Yia Vang’s Hmong Restaurant Journey

Union Hmong Kitchen co-founder Yia Vang. (Courtesy Yia Vang)

Yia Vang never enjoyed cooking growing up. He didn’t even enjoy it during college, when it was just a way to pay the bills while he pursued a communications degree. Then, Vang had an epiphany.  

Vang, 35, is the co-founder of Union Hmong Kitchen, a pop-up restaurant that has gained national attention despite not having a permanent home.  

Vang, whose team cooks at Sociable Cider Werks in Minneapolis, is looking to open his own brick-and-mortar restaurant. So how does a reluctant chef become a celebrated entrepreneur? 

“I never wanted to get into it, not even in college,” Vang said. “A lot of my cooking experience came through college and it was an easy way to make money.”  

Then he realized what Hmong cuisine meant to him. 

He recalled how his parents taught him to prepare dishes using a campfire-style cooking method while he was growing up.  

“The way that my dad taught me will go from me to hopefully one day my kids,” he said. “I think that’s what being Hmong really means, passing down our heritage and traditions … so that the older generations’ legacy, their sacrifices, will be remembered.” 

For Hmong elders, those sacrifices included fleeing from Laos with their families during that country’s civil war. Vang’s father, a military leader, helped his troops come to the U.S. from refugee camps in Thailand and start new lives. Vang and his family came with them. 

“One thing to know about Hmong people is that they’re always moving,” he said. “We’re always going in different areas, because that’s how, culturally, we were and that’s also how our food is — our food is always transitioning.” 

And yet, it wasn’t until eight years ago, while he was a student at the University of Wisconsin-La Crosse, that he discovered his passion for cooking. He realized how much it meant to him and his family; he compares it to being in a relationship. 

“Cooking is like that ex-girlfriend that you keep breaking up with, but you somehow end up back together,” he said. 

Vang said the food he created was often inspired by other cultures’ ingredients or dishes. He called this “forging, not fusion.” 

For example, Vang serves a Bahn Mi hot dog that combines an American favorite with Southeast Asian ingredients and presentation. He uses a local meat provider, Andy Peterson, of Peterson Craftsman Meats. 

“We just take their hot dogs, and then we just did the elements that we love … like all the pickled veggies, the jalapeños,” he said. “Again, we always want to tell the story, so it’s just like the story of (Hmong people) being influenced by this American culture.” 

Another dish, Hmong BBQ Pork, features tender pieces of pork, pickled red onions, spicy Tiger Bite sauce and General Vang Pao sauce, a play on the popular Chinese American dish General Tso’s chicken.
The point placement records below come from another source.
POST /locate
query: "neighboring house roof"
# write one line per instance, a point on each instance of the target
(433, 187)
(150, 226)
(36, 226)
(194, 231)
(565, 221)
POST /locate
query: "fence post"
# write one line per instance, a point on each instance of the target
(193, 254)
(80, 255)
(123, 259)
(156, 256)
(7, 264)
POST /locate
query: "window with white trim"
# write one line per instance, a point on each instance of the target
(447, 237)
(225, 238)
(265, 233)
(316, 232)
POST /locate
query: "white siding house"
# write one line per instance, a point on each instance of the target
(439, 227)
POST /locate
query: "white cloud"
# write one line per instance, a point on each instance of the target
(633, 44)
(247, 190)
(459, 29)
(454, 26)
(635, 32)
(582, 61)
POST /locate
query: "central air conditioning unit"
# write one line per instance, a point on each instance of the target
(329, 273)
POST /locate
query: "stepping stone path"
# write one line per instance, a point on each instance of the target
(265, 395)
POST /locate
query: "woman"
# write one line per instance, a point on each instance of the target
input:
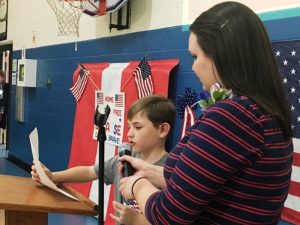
(234, 164)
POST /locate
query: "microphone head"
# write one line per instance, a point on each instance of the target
(125, 149)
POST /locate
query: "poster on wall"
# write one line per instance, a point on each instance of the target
(3, 19)
(115, 123)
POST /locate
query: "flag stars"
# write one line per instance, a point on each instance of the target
(293, 90)
(285, 81)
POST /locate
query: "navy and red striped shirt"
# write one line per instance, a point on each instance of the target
(232, 167)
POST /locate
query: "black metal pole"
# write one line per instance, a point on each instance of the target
(100, 121)
(101, 140)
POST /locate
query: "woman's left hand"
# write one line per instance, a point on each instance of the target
(126, 186)
(127, 215)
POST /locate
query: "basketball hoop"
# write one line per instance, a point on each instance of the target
(68, 13)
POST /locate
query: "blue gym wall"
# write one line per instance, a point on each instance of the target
(52, 109)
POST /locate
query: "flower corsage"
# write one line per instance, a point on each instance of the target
(216, 93)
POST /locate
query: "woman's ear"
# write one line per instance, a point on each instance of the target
(164, 130)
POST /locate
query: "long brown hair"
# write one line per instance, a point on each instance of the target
(236, 40)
The sauce was named after the infamous military leader who rallied Hmong soldiers during the Laotian Civil War. Vang also serves kimchi fried rice – fried rice with a Korean twist.  

Vang started his business with just $350 in the bank. While his family was also supportive, Vang recalled how his friend Josef Harris was the one who gave him the “kick in the butt” not to compromise his food or “dumb down his flavors.” 

“He kind of helped me maneuver through (the process),” he said. 

In the future, Vang plans to build a brick-and-mortar restaurant and to keep working hard.  

“It started from the idea of saying that food is the ultimate equalizer. It makes us all the same,” he said. “It doesn’t matter how rich or how poor you are, what political party you are a part of, at the end of the day, we as humans, as people, need to eat. And when it comes to food, we are equal.”